I felt that before the referendum defeat, before the political murder of a friend. The ‘breaking point’ for me was that poster, and the desperate refugee boy, with exhausted eyes, peering over Farage’s shoulder.

But I know the anger and disgust I feel today is a reaction, not reason. Reaction risks repeating the same self-defeating decision that millions of our fellow citizens made when they voted to leave a union that is essential to their economic interests.

I’m determined not to let go of reason. I wanted to be part of both the European Union and the UK Union. I still do even now when I can’t have what I want. I want to reach beyond those unions, building coalitions and institutions that will bring all humankind together. I’ll never accept that’s a naïve hippy hope. I’ll never accept that I should care about someone more because they live on one side of an imagined line on the landscape. I’ll never be a Scottish nationalist. Nor will I ever be a British nationalist. I don’t associate with British institutions because they are British. I don’t see the world as flags and tribes.

I want to fight Farage not flee him.

Nicola Sturgeon is right, and deserves our support, as she joins with Sadiq Khan and others to ensure that we salvage as much that is good about Europe as we can from this terrible result. Given Scots voted in two referendums to stay in both unions, that must be the priority. Talk of an immediate referendum, the third in 2 years, will only add to the turmoil. Leaving the EU is a calamity. We may face years of upheaval. We know there will be wreckage when the smoke clears, but it may be months, years even, before we can see clearly and make reasoned judgements about the safe path out of this.

Here’s what I know. The European Union accounts for £11.6 billion of trade. The UK Union accounts for £48.5 billion. Four times as much trade. The European Union has offered opportunities to 135 thousand Scots who live and work in other nations of the union. The United Kingdom Union has offered opportunities to live and work to more than half a million Scots. Four times as many people benefiting.

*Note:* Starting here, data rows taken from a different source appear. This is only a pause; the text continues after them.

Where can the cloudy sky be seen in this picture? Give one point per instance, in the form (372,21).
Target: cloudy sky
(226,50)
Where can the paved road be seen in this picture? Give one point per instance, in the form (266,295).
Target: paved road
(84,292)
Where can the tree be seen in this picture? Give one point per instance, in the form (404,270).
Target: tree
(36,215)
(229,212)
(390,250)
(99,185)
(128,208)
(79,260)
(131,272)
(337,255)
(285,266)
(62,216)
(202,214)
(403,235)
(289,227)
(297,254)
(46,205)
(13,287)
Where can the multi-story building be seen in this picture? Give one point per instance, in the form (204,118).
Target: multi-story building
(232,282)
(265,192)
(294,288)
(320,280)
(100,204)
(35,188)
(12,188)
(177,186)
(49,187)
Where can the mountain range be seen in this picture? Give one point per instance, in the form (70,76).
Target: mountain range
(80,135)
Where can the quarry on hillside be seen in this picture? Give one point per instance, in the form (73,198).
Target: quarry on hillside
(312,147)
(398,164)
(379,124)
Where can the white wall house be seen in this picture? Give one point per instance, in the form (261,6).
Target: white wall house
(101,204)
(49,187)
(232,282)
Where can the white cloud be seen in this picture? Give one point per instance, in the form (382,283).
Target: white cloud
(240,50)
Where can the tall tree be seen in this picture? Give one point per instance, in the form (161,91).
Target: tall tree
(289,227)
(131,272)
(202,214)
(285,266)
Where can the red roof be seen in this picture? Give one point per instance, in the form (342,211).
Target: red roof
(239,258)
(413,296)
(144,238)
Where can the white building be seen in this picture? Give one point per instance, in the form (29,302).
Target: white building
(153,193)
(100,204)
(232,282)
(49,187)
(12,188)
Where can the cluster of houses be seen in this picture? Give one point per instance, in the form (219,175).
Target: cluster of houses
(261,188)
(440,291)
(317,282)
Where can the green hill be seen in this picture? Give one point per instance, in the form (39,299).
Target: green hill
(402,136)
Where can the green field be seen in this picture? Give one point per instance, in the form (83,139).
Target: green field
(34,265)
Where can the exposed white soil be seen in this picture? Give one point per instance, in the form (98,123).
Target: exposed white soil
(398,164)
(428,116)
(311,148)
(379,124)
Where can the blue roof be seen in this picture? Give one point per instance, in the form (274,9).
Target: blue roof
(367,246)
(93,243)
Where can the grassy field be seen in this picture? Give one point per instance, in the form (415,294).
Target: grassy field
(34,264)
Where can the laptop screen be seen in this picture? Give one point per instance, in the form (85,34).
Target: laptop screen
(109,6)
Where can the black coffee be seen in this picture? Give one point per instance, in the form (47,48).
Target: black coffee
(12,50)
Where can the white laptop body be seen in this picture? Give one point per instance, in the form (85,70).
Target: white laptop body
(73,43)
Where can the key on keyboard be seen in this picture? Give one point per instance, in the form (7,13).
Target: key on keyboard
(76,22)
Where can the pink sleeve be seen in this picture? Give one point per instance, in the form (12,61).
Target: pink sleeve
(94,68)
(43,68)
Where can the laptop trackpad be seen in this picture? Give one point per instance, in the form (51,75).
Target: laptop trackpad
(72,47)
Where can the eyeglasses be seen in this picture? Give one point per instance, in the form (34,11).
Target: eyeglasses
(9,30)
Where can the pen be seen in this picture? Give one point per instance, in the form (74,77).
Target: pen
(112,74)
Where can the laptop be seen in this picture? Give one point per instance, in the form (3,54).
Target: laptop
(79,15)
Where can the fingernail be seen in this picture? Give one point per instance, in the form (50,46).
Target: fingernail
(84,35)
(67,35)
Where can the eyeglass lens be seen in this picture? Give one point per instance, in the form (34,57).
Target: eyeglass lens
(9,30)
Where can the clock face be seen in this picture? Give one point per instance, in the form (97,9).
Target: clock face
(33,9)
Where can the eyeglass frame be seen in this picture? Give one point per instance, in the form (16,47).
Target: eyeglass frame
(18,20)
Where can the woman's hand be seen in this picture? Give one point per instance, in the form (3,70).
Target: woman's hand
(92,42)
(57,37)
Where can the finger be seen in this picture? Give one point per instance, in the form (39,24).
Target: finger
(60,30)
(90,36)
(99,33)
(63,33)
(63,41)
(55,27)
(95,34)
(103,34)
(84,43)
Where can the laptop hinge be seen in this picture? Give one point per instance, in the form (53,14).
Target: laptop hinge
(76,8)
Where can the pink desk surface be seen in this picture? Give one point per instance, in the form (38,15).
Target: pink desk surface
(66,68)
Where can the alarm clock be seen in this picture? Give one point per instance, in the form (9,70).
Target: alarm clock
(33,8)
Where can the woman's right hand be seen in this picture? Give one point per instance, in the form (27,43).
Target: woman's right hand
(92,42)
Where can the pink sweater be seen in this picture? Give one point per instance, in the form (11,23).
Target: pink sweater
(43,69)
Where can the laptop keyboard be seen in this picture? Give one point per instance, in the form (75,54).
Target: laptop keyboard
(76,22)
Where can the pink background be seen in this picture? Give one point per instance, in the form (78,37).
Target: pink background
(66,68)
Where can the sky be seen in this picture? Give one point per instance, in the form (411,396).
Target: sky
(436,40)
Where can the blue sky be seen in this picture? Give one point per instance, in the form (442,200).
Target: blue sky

However angry we may feel, one act of blind economic vandalism in the name of nationalism cannot excuse another.

At the very least surely we need to know what the two deals are that are on offer? What terms of separation will the UK secure with the EU? What will the new relationship look like? How much access to EU markets would we lose? What terms, if any would Scotland get from the EU? It’s easy to imagine Spain blocking Scotland for their own internal reasons. Will we, as has been mooted by Nicola Sturgeon in the last few days, adopt the Euro, a different currency from our main trading partner? What would replace the fiscal transfer of Barnett, so important to funding our public services?

Anyone rushing for another referendum before answers to these questions become clearer has a suspicious interest in not answering them. Article 50 negotiations will take time. We don’t need to rush to react. We have time to think about this.

Of course this isn’t just about a balance sheet of risk and reward.

I’m so proud of what I did to help lead the campaign that resulted in Scotland voting remain in 2014. For practical reasons because, as we now know, it meant avoiding a fiscal crisis and a currency crisis. I’m also proud that we stood on principle, because it was a moment when Scotland chose solidarity over nationalism. Reason won then even if it did not on Thursday.

However disheartening it is for internationalists to now face nationalist governments in both Holyrood and Westminster, however angry we may be at the decision some parts of England and Wales made on Thursday, the answer to division isn’t to rush into more division.

The forces of reaction have taken us out of the EU. It is a tragedy. Only an approach guided by reason, however difficult that is to summon today, will make sure the damage is not compounded here in Scotland.

I recently decided it was time to take a break from working in Labour politics. We all need to pause and take time to think.